No
separamos el nacimiento de Jesús de la Pascua uniendo la alegría de la navidad
con lo que tiene que ser nuestra entrega de amor hasta el martirio como Esteban
Hechos 6, 8-10; 7, 54-60; Sal 30; Mateo 10,
17-22
Las pajas del pesebre que hizo de cuna
de Jesús están manchadas de sangre. Por mucho que queramos adornar de una
imagen bucólica el lugar donde fue recostado Jesús nada más nacer, no podemos
restarle la pobreza y la dureza llena de sinsabores de unas frías pajas en un
pesebre casi abandonado en los helados campos de Belén. ¿Será un anuncio de
pascua?
No sé si habréis dormido en un duro y frío
colchón de paja. No me avergüenzo de confesarlo que en mi niñez era habitual en
la pobreza de nuestras casas los colchones se llenaran de paja, de los arropes
que se quitaban a las piñas de maíz (fajina del millo decimos en nuestra tierra
canaria) y a lo sumo de clines que si en principio podrían parecer esponjosos
pronto se llenaban de nudos y durezas y su polvillo levantaba picores nada cómodos
en nuestros cuerpos. Yo lo viví y agradezco a mi familia una pequeña almohada
en este caso rellena de lana de oveja que aún conservo que era lo único suave
que encontraba en mi dormir infantil.
Válganos este como paréntesis que nos
hemos hecho para ayudarnos en la reflexión que pretendemos hacernos. Ya
decíamos que las pajas del pesebre que hizo de cuna de Jesús recién nacido
están manchadas de sangre. Hoy en el primer día de Navidad celebramos un
martirio, el protomártir Esteban. Podría parecernos que no cabe en la alegría
de la fiesta que estamos celebrando el que aparezca la muerte, en que aparezca
el martirio. Pero ¿qué es el martirio sino la más sublime ofrenda de amor
cuando entregamos la vida? ¿Qué es lo que estamos celebrando en estos días sino
el amor de Dios que nos entrega a su Hijo para nuestra salvación que realizará
la más sublime prueba de amor cuando en la pascua se entrega por nosotros?
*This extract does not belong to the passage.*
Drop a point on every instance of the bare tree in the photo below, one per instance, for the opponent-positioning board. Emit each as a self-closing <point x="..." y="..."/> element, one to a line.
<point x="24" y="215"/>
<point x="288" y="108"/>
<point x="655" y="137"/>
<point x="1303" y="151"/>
Ya lo tenemos dicho todo, podríamos
casi concluir. Esa sangre que hemos querido ver junto a la cuna de Jesús aquí
la tenemos reflejada en el martirio de Esteban pero que nos está recordando
mucho más. No tendría sentido profundo la alegría de la fiesta que estamos
celebrando si no va acompañada de esa ofrenda de amor de nuestra vida. Y aunque
el amor nos lleva por caminos de plenitud, el amor duele muchas veces porque
nos cuesta darnos, nos cuesta arrancarnos de nosotros mismos; es ese frío que
se nos mete en el corazón, son esas durezas que tantas veces nos aparecen y que
nos hieren el alma, es el sacrificio que tantas veces tenemos que hacer de
nuestro yo, nuestros apegos, nuestras comodidades o nuestras rutinas.
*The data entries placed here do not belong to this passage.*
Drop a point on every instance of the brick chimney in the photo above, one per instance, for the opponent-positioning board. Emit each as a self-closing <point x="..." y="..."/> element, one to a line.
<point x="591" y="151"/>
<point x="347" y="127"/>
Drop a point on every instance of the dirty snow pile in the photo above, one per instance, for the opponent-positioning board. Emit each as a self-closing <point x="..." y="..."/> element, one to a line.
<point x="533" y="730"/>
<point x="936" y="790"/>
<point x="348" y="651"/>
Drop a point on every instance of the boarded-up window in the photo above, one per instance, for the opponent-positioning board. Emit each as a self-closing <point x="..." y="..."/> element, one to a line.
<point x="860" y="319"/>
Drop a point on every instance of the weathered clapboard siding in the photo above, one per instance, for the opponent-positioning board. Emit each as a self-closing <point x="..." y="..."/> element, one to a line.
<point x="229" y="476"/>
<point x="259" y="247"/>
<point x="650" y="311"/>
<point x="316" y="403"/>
Es la ofrenda de amor de nuestra vida
que día a día tenemos que ir renovando en nosotros para que podamos darle
sentido de plenitud a todo lo que hacemos. Nos lo está recordando el martirio
de Esteban. Había sido elegido para el servicio, formaba parte de aquel grupo
de los siete diáconos escogidos para que en la comunidad prestaran el servicio
a las viudas y a los huérfanos, a los pobres, pero pronto su entrega se transformó
en ardor por el evangelio y aquel hombre lleno de fe y de Espíritu Santo ahora
con la fuerza de ese mismo Espíritu anunciaba con ardor el mensaje de Jesús. Estorbaba
su presencia y lo quitaron de en medio, pero su martirio sigue gritándonos para
que nosotros también seamos esos mensajeros del evangelio con nuestro espíritu
de servicio y con nuestra palabra, con el testimonio de toda nuestra vida.
No olvidemos que nuestra vida tiene que
ser pascua, empezando porque en nosotros mismos hemos de realizar ese paso de
la muerte a la vida en la transformación de nuestro corazón, pero no olvidando
el mensaje que tenemos que anunciar aunque en nuestra vida haya sacrificio
porque siempre tiene que estar presente el amor.